Con il pollice gli faccio vedere che un essere vivente c'è. C'era, prima che gli sparasse. Ma ho la sensazione che non sia l'esempio giusto.

«C'è qualcun altro oltre te? Ho fatto un giro e non ho visto nessuno, di vivo. Dall'altra parte c'erano alcuni come lui ma erano già morti.»

«Quelli come lui?»

«Oh porca miseria», dice spazientito. «Ok, la prima finestra, dov'è?»

«Qui non ce ne sono, c'è solo un'uscita di emergenza e una parete a vetro.»

«La parete a vetro, dov'è?»

«Da quella parte», rispondo con il dito che indica la direzione da lui richiesta.

«Ok, andiamo», dice. Mette il fucile a tracolla e mi fa segno di seguirlo.

Imbocchiamo il corridoio sulla destra, le porte sono tutte chiuse, quasi fossero state controllate da qualcuno, il pavimento è immacolato, come se non ci passasse un'anima da una vita. Arriviamo in fondo, svoltiamo a sinistra e siamo davanti a un'intera parete di vetro. L'ho evitata tutta la notte perché la zona della città che mostra è mal illuminata e mi metteva uno strano senso di angoscia. Questo perché non avevo idea di cosa ci avrei trovato adesso.
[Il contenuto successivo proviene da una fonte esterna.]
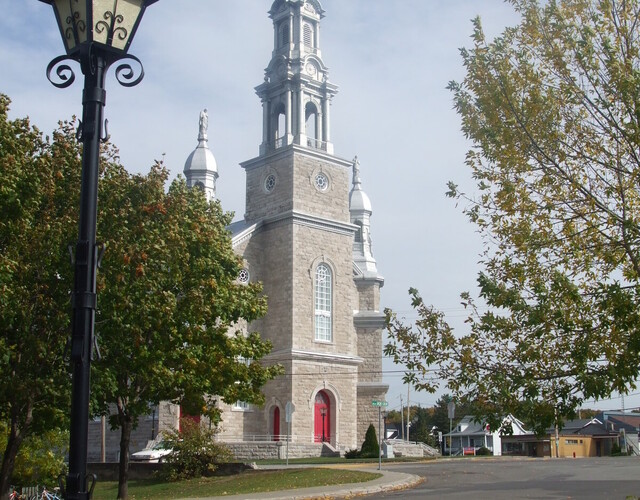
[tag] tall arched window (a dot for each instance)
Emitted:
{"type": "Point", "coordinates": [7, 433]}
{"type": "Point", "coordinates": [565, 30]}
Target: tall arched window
{"type": "Point", "coordinates": [323, 290]}
{"type": "Point", "coordinates": [284, 34]}
{"type": "Point", "coordinates": [307, 31]}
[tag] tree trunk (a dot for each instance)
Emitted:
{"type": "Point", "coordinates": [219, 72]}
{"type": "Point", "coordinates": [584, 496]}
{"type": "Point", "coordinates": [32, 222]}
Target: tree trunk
{"type": "Point", "coordinates": [14, 440]}
{"type": "Point", "coordinates": [123, 469]}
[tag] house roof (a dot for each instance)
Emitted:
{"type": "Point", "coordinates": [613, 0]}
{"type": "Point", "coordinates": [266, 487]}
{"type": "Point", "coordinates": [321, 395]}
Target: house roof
{"type": "Point", "coordinates": [584, 427]}
{"type": "Point", "coordinates": [482, 428]}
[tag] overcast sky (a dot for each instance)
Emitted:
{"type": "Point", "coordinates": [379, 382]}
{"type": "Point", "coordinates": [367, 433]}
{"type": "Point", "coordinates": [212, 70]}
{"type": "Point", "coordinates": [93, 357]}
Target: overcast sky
{"type": "Point", "coordinates": [391, 60]}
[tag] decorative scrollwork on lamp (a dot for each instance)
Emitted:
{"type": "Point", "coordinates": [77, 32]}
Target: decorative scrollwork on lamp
{"type": "Point", "coordinates": [64, 72]}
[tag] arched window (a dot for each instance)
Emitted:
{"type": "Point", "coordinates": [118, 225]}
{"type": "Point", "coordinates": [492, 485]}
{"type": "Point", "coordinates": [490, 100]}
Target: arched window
{"type": "Point", "coordinates": [323, 303]}
{"type": "Point", "coordinates": [284, 34]}
{"type": "Point", "coordinates": [308, 35]}
{"type": "Point", "coordinates": [311, 119]}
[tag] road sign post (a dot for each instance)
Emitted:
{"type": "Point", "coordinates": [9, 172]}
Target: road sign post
{"type": "Point", "coordinates": [379, 404]}
{"type": "Point", "coordinates": [288, 415]}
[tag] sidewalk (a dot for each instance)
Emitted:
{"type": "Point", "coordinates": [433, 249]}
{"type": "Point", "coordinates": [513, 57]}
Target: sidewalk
{"type": "Point", "coordinates": [389, 481]}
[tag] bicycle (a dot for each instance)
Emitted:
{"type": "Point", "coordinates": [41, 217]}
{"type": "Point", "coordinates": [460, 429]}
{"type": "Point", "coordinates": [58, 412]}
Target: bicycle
{"type": "Point", "coordinates": [50, 495]}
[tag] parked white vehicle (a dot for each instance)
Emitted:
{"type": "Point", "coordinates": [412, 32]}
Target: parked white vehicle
{"type": "Point", "coordinates": [152, 454]}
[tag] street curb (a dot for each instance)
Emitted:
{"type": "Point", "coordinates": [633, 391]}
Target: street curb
{"type": "Point", "coordinates": [390, 481]}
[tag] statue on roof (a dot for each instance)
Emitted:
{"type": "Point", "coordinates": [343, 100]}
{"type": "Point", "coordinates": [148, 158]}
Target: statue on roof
{"type": "Point", "coordinates": [204, 124]}
{"type": "Point", "coordinates": [356, 170]}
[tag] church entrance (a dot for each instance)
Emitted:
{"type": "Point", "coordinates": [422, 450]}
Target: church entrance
{"type": "Point", "coordinates": [322, 418]}
{"type": "Point", "coordinates": [276, 424]}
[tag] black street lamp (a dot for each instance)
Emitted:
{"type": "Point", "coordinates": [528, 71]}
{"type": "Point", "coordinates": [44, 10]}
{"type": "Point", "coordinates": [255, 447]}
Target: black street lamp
{"type": "Point", "coordinates": [323, 412]}
{"type": "Point", "coordinates": [96, 34]}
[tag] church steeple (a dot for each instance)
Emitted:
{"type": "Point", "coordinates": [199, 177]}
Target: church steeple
{"type": "Point", "coordinates": [296, 93]}
{"type": "Point", "coordinates": [201, 169]}
{"type": "Point", "coordinates": [360, 211]}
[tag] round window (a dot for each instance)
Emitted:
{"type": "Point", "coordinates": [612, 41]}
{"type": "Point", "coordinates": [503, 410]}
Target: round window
{"type": "Point", "coordinates": [243, 276]}
{"type": "Point", "coordinates": [270, 183]}
{"type": "Point", "coordinates": [322, 181]}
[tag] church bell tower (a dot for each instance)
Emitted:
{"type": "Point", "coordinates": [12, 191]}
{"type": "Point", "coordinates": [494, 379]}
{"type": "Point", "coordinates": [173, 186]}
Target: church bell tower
{"type": "Point", "coordinates": [297, 239]}
{"type": "Point", "coordinates": [296, 93]}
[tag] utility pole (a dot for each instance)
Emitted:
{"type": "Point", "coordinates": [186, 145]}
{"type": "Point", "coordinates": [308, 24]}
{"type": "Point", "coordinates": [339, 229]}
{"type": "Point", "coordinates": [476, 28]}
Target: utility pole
{"type": "Point", "coordinates": [401, 418]}
{"type": "Point", "coordinates": [408, 410]}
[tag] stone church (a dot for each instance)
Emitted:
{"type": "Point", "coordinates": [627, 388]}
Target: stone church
{"type": "Point", "coordinates": [306, 236]}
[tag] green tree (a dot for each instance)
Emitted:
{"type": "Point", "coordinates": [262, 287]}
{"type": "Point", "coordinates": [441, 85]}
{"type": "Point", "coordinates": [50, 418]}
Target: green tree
{"type": "Point", "coordinates": [171, 319]}
{"type": "Point", "coordinates": [170, 308]}
{"type": "Point", "coordinates": [370, 446]}
{"type": "Point", "coordinates": [552, 110]}
{"type": "Point", "coordinates": [37, 219]}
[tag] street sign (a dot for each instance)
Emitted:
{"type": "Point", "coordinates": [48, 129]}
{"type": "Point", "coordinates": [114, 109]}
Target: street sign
{"type": "Point", "coordinates": [451, 409]}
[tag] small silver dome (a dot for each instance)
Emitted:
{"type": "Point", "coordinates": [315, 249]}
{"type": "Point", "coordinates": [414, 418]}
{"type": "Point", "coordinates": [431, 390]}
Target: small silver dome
{"type": "Point", "coordinates": [201, 159]}
{"type": "Point", "coordinates": [359, 201]}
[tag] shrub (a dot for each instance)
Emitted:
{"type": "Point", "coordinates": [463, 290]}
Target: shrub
{"type": "Point", "coordinates": [370, 447]}
{"type": "Point", "coordinates": [195, 453]}
{"type": "Point", "coordinates": [40, 459]}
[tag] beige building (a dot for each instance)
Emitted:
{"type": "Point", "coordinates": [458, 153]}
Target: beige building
{"type": "Point", "coordinates": [306, 236]}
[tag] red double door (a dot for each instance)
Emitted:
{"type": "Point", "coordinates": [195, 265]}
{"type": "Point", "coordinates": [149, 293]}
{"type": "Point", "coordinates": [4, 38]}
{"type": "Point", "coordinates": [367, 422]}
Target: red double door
{"type": "Point", "coordinates": [322, 418]}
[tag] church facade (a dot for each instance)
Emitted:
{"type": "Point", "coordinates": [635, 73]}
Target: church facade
{"type": "Point", "coordinates": [306, 236]}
Quello che vedo, è uno strano ammasso di esseri che si rincorrono e si ammucchiano tra di loro in uno scenario da fine del mondo. Pensate al film più recente che avete visto, film distopico, si intende. Film distopico con i mostri. Fate una fotografia mentale del paesaggio cittadino dopo la prima invasione. È esattamente ciò che sto guardando. Macchine in mezzo alla strada, sportelli aperti, finestrini rotti. Fogli di giornale che si muovono ondeggianti al soffio del vento, sirene che ululano, strane grida inumane che le superano di tono. Il sole è oscurato da un fumo grigio, opaco.

È la fine del mondo. Davvero.

Appoggio una mano sul vetro e la faccio seguire dalla fronte. «Cosa è successo?»

«Non lo so. Ieri mattina sono uscito per andare all'università ed era così. Nelle prime ore del giorno i telegiornali hanno parlato di un virus mutato, poi si è fermato tutto. Non so se sono morti anche i giornalisti o se si sono messi al sicuro.»

«È così in tutto il mondo?»

«Non ne ho idea.»

Mi giro verso di lui. «Perché sei qui?

«Sono venuto a cercare mia sorella, lavora qui.» La sua voce è bassa, cupa, gli occhi diventano tristi.

«Non l'hai trovata?»

«No.»

«Non l'hai trovata in nessun modo?» Viva o morta.

Il suo sguardo si accende. «In nessun modo», replica.